1. What is the tensor product of vector spaces?

The tensor product of vector spaces is a mathematical operation that combines two vector spaces to form a new vector space. It is denoted by the symbol ⊗ and is used to represent the outer product of two vectors.

2. How is the tensor product represented mathematically?

The tensor product of two vector spaces V and W is represented as V ⊗ W and is defined as the set of all possible linear combinations of the elements of V and W. It is also known as the direct product of two vector spaces.

3. What is the purpose of the tensor product in linear algebra?
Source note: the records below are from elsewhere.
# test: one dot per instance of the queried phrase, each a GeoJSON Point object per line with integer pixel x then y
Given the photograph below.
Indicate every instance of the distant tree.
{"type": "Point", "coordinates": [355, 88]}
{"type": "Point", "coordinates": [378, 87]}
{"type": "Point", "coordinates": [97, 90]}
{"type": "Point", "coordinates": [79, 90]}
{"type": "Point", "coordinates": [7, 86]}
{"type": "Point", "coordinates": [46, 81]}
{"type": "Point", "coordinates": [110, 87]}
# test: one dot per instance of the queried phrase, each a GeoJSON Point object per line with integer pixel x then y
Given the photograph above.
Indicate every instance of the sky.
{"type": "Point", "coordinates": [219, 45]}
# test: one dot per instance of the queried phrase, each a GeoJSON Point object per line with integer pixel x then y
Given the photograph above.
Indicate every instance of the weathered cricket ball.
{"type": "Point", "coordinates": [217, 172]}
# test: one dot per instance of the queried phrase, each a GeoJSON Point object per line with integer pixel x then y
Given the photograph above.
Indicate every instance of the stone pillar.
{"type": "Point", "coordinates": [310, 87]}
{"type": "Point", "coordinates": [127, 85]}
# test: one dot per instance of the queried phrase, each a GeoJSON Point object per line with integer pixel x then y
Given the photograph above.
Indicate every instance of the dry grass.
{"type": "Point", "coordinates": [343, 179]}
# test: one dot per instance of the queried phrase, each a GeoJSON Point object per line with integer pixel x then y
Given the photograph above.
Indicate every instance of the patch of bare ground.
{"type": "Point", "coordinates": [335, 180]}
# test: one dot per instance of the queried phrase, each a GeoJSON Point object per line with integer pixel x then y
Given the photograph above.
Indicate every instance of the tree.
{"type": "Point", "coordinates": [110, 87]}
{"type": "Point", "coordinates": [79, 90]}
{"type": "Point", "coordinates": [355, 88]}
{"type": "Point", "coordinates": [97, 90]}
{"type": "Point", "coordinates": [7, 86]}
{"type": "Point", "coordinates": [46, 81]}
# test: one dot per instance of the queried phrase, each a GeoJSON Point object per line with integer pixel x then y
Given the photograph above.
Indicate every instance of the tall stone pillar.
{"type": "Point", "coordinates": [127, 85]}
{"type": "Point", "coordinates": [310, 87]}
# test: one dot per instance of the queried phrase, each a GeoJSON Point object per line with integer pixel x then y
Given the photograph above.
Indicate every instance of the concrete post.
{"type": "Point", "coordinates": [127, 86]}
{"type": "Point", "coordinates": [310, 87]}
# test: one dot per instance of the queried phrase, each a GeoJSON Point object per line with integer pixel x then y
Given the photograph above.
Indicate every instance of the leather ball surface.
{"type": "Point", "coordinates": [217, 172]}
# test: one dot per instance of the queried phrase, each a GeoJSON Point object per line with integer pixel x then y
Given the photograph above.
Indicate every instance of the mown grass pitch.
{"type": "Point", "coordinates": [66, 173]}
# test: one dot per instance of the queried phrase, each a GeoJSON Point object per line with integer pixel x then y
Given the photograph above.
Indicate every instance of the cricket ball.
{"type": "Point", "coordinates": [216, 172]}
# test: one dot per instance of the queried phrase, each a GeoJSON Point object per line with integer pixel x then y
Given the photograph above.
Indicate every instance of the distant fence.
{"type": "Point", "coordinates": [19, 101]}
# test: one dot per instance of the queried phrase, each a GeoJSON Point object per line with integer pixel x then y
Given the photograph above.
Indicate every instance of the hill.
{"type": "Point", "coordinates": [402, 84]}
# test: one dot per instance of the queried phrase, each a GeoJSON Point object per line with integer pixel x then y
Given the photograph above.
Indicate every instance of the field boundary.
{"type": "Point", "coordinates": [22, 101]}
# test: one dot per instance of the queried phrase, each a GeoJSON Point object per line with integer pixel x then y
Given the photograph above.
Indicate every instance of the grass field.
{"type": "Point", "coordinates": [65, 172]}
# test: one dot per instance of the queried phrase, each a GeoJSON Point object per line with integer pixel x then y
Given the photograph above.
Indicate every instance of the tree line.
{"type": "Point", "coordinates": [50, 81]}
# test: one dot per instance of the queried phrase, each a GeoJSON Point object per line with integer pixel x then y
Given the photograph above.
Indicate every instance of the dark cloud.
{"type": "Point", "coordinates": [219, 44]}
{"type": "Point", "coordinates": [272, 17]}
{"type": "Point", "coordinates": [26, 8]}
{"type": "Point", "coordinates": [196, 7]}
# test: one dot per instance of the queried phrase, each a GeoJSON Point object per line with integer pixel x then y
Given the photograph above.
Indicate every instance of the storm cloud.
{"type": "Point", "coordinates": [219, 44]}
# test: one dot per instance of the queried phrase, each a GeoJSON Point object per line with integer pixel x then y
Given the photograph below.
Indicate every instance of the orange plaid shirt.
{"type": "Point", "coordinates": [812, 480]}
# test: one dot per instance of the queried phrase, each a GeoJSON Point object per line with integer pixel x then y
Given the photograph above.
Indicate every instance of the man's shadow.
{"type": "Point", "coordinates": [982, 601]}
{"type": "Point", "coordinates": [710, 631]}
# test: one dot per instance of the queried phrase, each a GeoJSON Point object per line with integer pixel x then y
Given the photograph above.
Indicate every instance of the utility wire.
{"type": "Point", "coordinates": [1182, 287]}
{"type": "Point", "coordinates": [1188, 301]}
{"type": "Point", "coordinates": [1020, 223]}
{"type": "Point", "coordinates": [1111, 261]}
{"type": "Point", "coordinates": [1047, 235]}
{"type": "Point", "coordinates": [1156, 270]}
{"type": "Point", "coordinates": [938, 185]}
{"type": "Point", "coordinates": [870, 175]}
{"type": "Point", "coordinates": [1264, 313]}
The tensor product is used in linear algebra to generalize the concept of the outer product and to define multilinear transformations. It is also used in various other fields of mathematics, such as differential geometry and quantum mechanics.

4. How is the tensor product calculated?

The tensor product of two vector spaces can be calculated by taking the Cartesian product of the two vector spaces and then defining a suitable bilinear operation on the resulting set. This operation must satisfy certain properties, such as associativity and distributivity, to ensure that the resulting set is also a vector space.

5. What are some applications of the tensor product in science and engineering?

The tensor product is used in various applications in science and engineering, such as image processing, signal processing, and machine learning. It is also used in physics to describe the relationship between different physical quantities, such as force and displacement.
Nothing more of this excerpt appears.